Die europäischen Staats- und Regierungschefs hatten die EU-Kommission bereits zweimal aufgefordert, einen Notfallplan für den Fall von Lieferausfällen auszuarbeiten. Die Leitlinien enthalten nun auch Kriterien für die Priorisierung des Verbrauchs, sollte es zu Gasengpässen kommen. Die Kommission stellte klar, dass „geschützte Kunden“, zu denen private Haushalte gehören, für weniger als 37% des gesamten EU-Gasverbrauchs stehen. Simulationen hätten gezeigt, dass diese Gruppe erst einmal nicht von großflächigen Störungen betroffen wäre. Haushalte, Fernwärme und bestimmte soziale Dienstleistungen würden bei der Gasversorgung als Letzte eingeschränkt. „Die Versorgung mit Heizgas ist somit durch die aktuelle EU-Versorgungssicherheitsverordnung gewährleistet.“
Nach Ansicht der Kommission könnten in der Industrie rund 10% der Gasnachfrage eingespart werden. Allerdings müssten auch hier kritische Unternehmen und Branchen verschont bleiben. Bei der Priorisierung des Gasverbrauchs schlägt die Behörde daher vier Kriterien vor, die jeweils geprüft werden sollten: Vorrang sollten daher Unternehmen oder Organisationen haben, die für das reibungslose Funktionieren der Gesellschaft von entscheidender oder strategischer Bedeutung sind. Solche Sektoren könnten Gesundheit, Sicherheit, Verteidigung und Umwelt sein. Zudem müssten die grenzüberschreitenden Lieferketten beachtet werden – ebenso wie mögliche Substitutionsmöglichkeiten und Schäden, die ein Gasausfall in der Produktion anrichten würde.

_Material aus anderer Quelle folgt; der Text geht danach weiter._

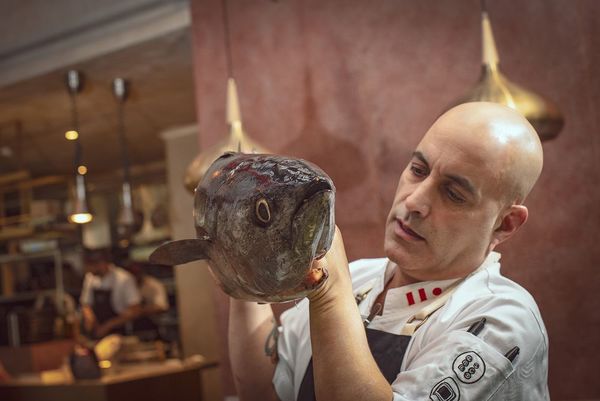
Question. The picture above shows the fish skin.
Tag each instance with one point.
(260, 222)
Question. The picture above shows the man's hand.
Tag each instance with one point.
(335, 263)
(344, 367)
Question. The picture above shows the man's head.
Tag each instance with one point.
(97, 261)
(462, 192)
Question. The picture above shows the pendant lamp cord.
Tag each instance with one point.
(75, 117)
(227, 39)
(123, 141)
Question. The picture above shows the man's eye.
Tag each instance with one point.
(418, 171)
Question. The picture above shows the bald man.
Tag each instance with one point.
(435, 319)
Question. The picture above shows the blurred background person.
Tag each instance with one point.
(109, 297)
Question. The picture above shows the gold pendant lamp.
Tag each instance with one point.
(80, 213)
(493, 86)
(237, 140)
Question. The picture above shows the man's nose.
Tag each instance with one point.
(418, 201)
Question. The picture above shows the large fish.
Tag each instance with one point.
(260, 222)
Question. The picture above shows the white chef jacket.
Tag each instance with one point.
(431, 369)
(124, 289)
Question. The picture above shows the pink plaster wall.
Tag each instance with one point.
(352, 85)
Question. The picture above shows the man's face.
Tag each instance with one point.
(446, 207)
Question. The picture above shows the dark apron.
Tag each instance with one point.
(388, 350)
(102, 307)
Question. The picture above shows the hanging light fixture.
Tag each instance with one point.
(237, 140)
(126, 219)
(80, 213)
(493, 86)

Die Kommission unterstützt nachdrücklich Verfahren wie Auktionen, um Anreize für eine Reduzierung des Verbrauchs bei industriellen Verbrauchern zu setzen. Diese könnten auf grenzüberschreitender Ebene organisiert werden. Zu den ähnlichen marktbasierten Maßnahmen, die bereits in den nationalen Notfallplänen vorgesehen seien, gehören auch „unterbrechbare Verträge“, bei denen im Voraus finanzielle Ausgleiche festgelegt werden. Potenziale sieht die EU-Kommission auch durch einen Wechsel von Brennstoffen, etwa in der Stromerzeugung. Die Behörde plädierte dafür, geplante Abschaltungen von Atomkraftwerken ebenso zu verschieben, wie Umstellungen von Kohle auf Gas.